CLEVELAND (AP) — Police took about a dozen people into custody Wednesday evening as scuffles broke out during a flag-burning protest in the streets outside the Republican National Convention.

It was the most turbulent protest since the four-day convention began on Monday. The chaos briefly prevented delegates and members of the media from getting into the Quicken Loans Arena for the night’s proceedings.

Lt. Michael Butler said 10 to 16 people were taken into custody and would be charged.

Two officers were assaulted and suffered minor injuries, police said. One officer was seen bleeding from his elbow.

Carl Dix, a representative of Revolutionary Communist Party, said the group organized the burning of the American flag as a “political statement about the crimes of the American empire. There’s nothing great about America.”

The skirmish erupted just outside an entrance to the arena and near a row of popular restaurants where cable news networks had set up for the week.

Officers swarmed the group within seconds after the flag started to burn, and firefighters extinguished it right away.
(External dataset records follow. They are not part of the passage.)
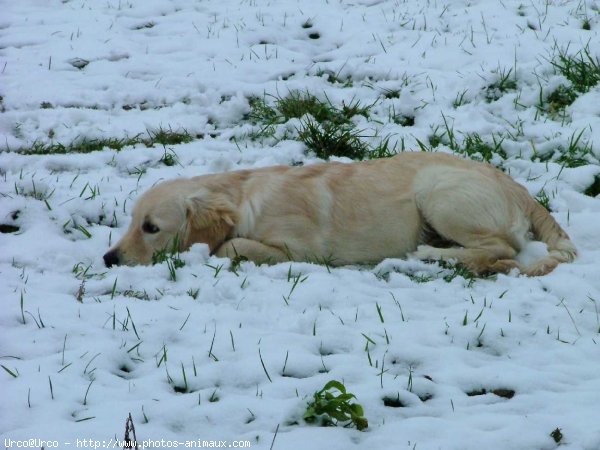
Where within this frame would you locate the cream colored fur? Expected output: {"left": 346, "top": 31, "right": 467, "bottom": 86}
{"left": 103, "top": 152, "right": 577, "bottom": 276}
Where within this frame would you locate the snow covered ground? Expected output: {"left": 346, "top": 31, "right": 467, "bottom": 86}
{"left": 2, "top": 0, "right": 600, "bottom": 449}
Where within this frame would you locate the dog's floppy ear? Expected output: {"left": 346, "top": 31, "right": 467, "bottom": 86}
{"left": 185, "top": 191, "right": 238, "bottom": 230}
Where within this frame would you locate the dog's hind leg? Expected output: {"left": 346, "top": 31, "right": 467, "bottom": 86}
{"left": 412, "top": 167, "right": 528, "bottom": 275}
{"left": 411, "top": 241, "right": 523, "bottom": 275}
{"left": 214, "top": 238, "right": 291, "bottom": 265}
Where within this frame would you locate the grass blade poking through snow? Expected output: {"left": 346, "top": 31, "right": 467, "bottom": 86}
{"left": 259, "top": 348, "right": 272, "bottom": 383}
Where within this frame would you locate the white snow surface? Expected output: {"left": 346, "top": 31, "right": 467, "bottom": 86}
{"left": 2, "top": 1, "right": 600, "bottom": 449}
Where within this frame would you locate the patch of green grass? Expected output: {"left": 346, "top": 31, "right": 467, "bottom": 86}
{"left": 148, "top": 127, "right": 193, "bottom": 146}
{"left": 376, "top": 261, "right": 480, "bottom": 285}
{"left": 485, "top": 67, "right": 517, "bottom": 102}
{"left": 247, "top": 91, "right": 390, "bottom": 160}
{"left": 121, "top": 289, "right": 151, "bottom": 301}
{"left": 536, "top": 189, "right": 551, "bottom": 211}
{"left": 427, "top": 132, "right": 444, "bottom": 150}
{"left": 407, "top": 273, "right": 435, "bottom": 283}
{"left": 152, "top": 237, "right": 185, "bottom": 282}
{"left": 20, "top": 136, "right": 141, "bottom": 155}
{"left": 133, "top": 21, "right": 156, "bottom": 30}
{"left": 438, "top": 260, "right": 477, "bottom": 286}
{"left": 13, "top": 126, "right": 196, "bottom": 155}
{"left": 247, "top": 96, "right": 279, "bottom": 125}
{"left": 538, "top": 46, "right": 600, "bottom": 117}
{"left": 458, "top": 133, "right": 507, "bottom": 162}
{"left": 550, "top": 45, "right": 600, "bottom": 93}
{"left": 555, "top": 129, "right": 595, "bottom": 168}
{"left": 392, "top": 114, "right": 415, "bottom": 127}
{"left": 303, "top": 380, "right": 368, "bottom": 431}
{"left": 545, "top": 84, "right": 578, "bottom": 112}
{"left": 279, "top": 93, "right": 342, "bottom": 123}
{"left": 248, "top": 91, "right": 371, "bottom": 127}
{"left": 315, "top": 68, "right": 353, "bottom": 87}
{"left": 14, "top": 180, "right": 55, "bottom": 203}
{"left": 428, "top": 115, "right": 507, "bottom": 163}
{"left": 298, "top": 120, "right": 370, "bottom": 160}
{"left": 368, "top": 136, "right": 403, "bottom": 159}
{"left": 532, "top": 129, "right": 597, "bottom": 168}
{"left": 381, "top": 88, "right": 401, "bottom": 99}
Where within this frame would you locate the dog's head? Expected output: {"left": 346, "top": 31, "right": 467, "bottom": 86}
{"left": 103, "top": 179, "right": 237, "bottom": 267}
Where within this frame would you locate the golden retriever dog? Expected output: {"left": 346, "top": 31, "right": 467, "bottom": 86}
{"left": 103, "top": 152, "right": 576, "bottom": 276}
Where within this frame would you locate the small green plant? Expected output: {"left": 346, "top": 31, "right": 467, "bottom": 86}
{"left": 582, "top": 18, "right": 591, "bottom": 31}
{"left": 550, "top": 428, "right": 563, "bottom": 444}
{"left": 159, "top": 147, "right": 179, "bottom": 167}
{"left": 186, "top": 288, "right": 199, "bottom": 300}
{"left": 303, "top": 380, "right": 368, "bottom": 431}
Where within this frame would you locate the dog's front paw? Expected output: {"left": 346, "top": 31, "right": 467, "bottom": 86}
{"left": 411, "top": 245, "right": 443, "bottom": 261}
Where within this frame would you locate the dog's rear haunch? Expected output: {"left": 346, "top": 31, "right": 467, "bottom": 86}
{"left": 103, "top": 152, "right": 576, "bottom": 276}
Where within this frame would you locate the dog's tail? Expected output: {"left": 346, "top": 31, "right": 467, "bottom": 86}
{"left": 521, "top": 199, "right": 577, "bottom": 276}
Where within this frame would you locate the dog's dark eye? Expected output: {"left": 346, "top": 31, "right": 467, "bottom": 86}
{"left": 142, "top": 222, "right": 160, "bottom": 234}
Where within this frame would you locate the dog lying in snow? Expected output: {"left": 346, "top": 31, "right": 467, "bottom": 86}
{"left": 103, "top": 152, "right": 576, "bottom": 276}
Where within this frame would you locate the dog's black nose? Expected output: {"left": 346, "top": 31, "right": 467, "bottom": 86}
{"left": 103, "top": 250, "right": 120, "bottom": 268}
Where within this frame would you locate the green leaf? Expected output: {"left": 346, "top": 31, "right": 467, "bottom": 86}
{"left": 322, "top": 380, "right": 346, "bottom": 393}
{"left": 349, "top": 403, "right": 364, "bottom": 416}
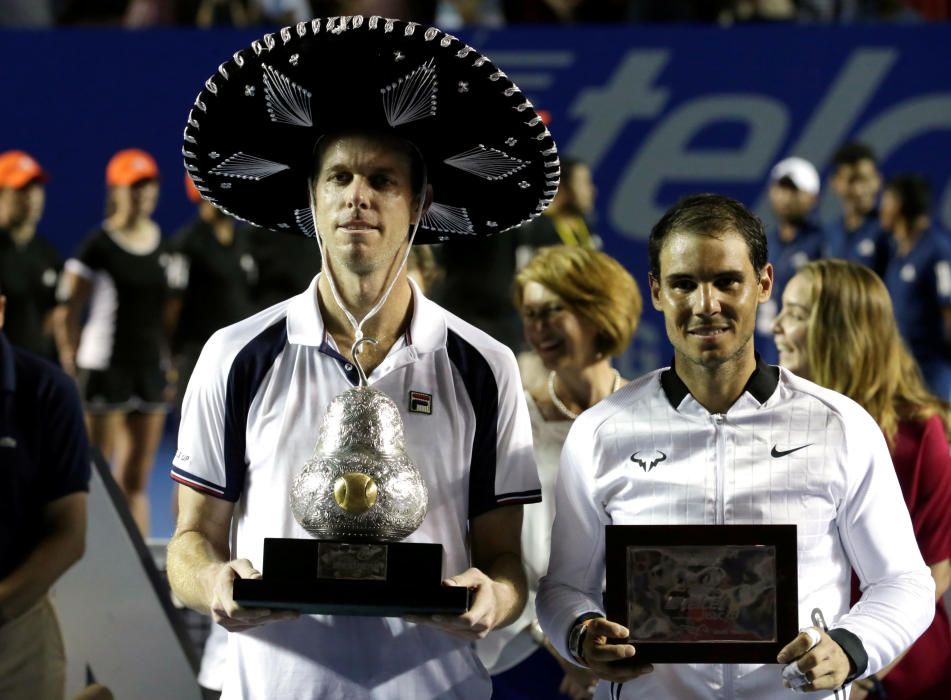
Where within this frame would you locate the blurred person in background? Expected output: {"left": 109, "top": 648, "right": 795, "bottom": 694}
{"left": 0, "top": 151, "right": 63, "bottom": 360}
{"left": 478, "top": 245, "right": 641, "bottom": 700}
{"left": 773, "top": 258, "right": 951, "bottom": 699}
{"left": 824, "top": 142, "right": 890, "bottom": 277}
{"left": 432, "top": 156, "right": 600, "bottom": 356}
{"left": 0, "top": 281, "right": 90, "bottom": 700}
{"left": 54, "top": 148, "right": 175, "bottom": 536}
{"left": 755, "top": 156, "right": 823, "bottom": 364}
{"left": 880, "top": 174, "right": 951, "bottom": 400}
{"left": 167, "top": 174, "right": 257, "bottom": 413}
{"left": 245, "top": 224, "right": 323, "bottom": 311}
{"left": 502, "top": 0, "right": 627, "bottom": 22}
{"left": 515, "top": 157, "right": 600, "bottom": 269}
Pushing and shoving broke out, and police began pinning people to the ground and handcuffing them.

Some in the crowd jeered the officers, yelling, “Blue lives murder!”
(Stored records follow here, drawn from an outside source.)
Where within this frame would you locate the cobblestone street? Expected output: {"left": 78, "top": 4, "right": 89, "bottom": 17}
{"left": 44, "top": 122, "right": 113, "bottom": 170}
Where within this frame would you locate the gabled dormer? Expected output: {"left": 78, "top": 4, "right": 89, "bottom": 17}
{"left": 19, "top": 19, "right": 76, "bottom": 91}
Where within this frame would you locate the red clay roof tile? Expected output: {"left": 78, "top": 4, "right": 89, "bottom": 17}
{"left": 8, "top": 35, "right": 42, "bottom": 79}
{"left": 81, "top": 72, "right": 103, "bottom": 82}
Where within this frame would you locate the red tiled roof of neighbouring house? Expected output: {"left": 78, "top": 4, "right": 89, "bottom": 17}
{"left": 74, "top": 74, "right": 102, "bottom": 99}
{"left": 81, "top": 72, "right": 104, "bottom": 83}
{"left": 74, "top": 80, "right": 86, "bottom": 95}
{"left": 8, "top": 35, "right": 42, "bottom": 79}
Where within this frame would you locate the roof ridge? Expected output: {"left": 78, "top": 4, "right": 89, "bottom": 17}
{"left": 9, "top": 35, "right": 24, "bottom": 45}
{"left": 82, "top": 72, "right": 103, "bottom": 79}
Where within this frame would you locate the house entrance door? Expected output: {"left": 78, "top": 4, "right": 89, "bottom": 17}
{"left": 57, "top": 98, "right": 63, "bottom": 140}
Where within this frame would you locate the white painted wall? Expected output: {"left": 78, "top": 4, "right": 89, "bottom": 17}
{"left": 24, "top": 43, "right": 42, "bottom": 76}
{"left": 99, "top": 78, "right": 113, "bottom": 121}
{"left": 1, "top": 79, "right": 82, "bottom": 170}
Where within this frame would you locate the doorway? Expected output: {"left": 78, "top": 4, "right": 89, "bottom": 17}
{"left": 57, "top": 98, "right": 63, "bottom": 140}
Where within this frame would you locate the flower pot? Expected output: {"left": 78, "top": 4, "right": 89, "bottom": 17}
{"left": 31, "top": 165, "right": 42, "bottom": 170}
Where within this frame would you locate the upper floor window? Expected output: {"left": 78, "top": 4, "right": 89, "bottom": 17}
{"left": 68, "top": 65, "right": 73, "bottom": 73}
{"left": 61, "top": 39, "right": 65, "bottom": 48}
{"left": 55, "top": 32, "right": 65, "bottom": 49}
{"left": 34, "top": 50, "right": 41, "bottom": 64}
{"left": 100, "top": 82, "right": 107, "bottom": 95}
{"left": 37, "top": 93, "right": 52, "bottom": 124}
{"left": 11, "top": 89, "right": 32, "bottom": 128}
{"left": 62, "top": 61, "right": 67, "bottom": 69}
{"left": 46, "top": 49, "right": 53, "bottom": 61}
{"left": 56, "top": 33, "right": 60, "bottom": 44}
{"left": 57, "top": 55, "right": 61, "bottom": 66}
About 10 more minutes passed before the crowd was under control.

One man who was in handcuffs stood in the street with his shirt pulled above his shoulders. A woman in a torn shirt also was led away in handcuffs.

Police Chief Calvin Williams was among a dozen officers trying to restore order by pushing people back.

Earlier in the day, blocks away from the arena, a right-wing religious group lifted a banner reading “Jesus is angry with you sinners,” while kissing lesbians mocked their message, helping turn Cleveland’s Public Square into part-carnival, part-debate floor.

The expansive square was a free-flowing mix of ideas and beliefs along with colorful characters pounding on bongos and wailing on a sousaphone.

The day’s demonstrations started with a few dozen people holding banners printed with a red-brick design and forming a human wall to mock Donald Trump’s plan to seal off the Mexican border.

“We want to wall off the hate of Trump,” said Tim Chavez, of Columbus.

A half-dozen Trump supporters defended the GOP nominee from attacks by immigration activists.

Police officers used bicycles and their bodies to separate those with opposing views.

Jesse Gonzalez, of Lakewood, a Cleveland suburb, carried a rifle on Public Square while wearing a camouflage-style “Make America Great Again” hat. Ohio law allows gun owners to carry their weapons openly.

“I’m out here to illustrate that not all gun owners, if any or very few, are irresponsible or uneducated,” he said.

Before the flag-burning protest turned violent, police said five people had been arrested since the start of the convention.

That includes one person accused of trying to steal a state trooper’s gas mask and three people charged with climbing flagpoles at the Rock and Roll Hall of Fame and hanging an anti-Trump banner.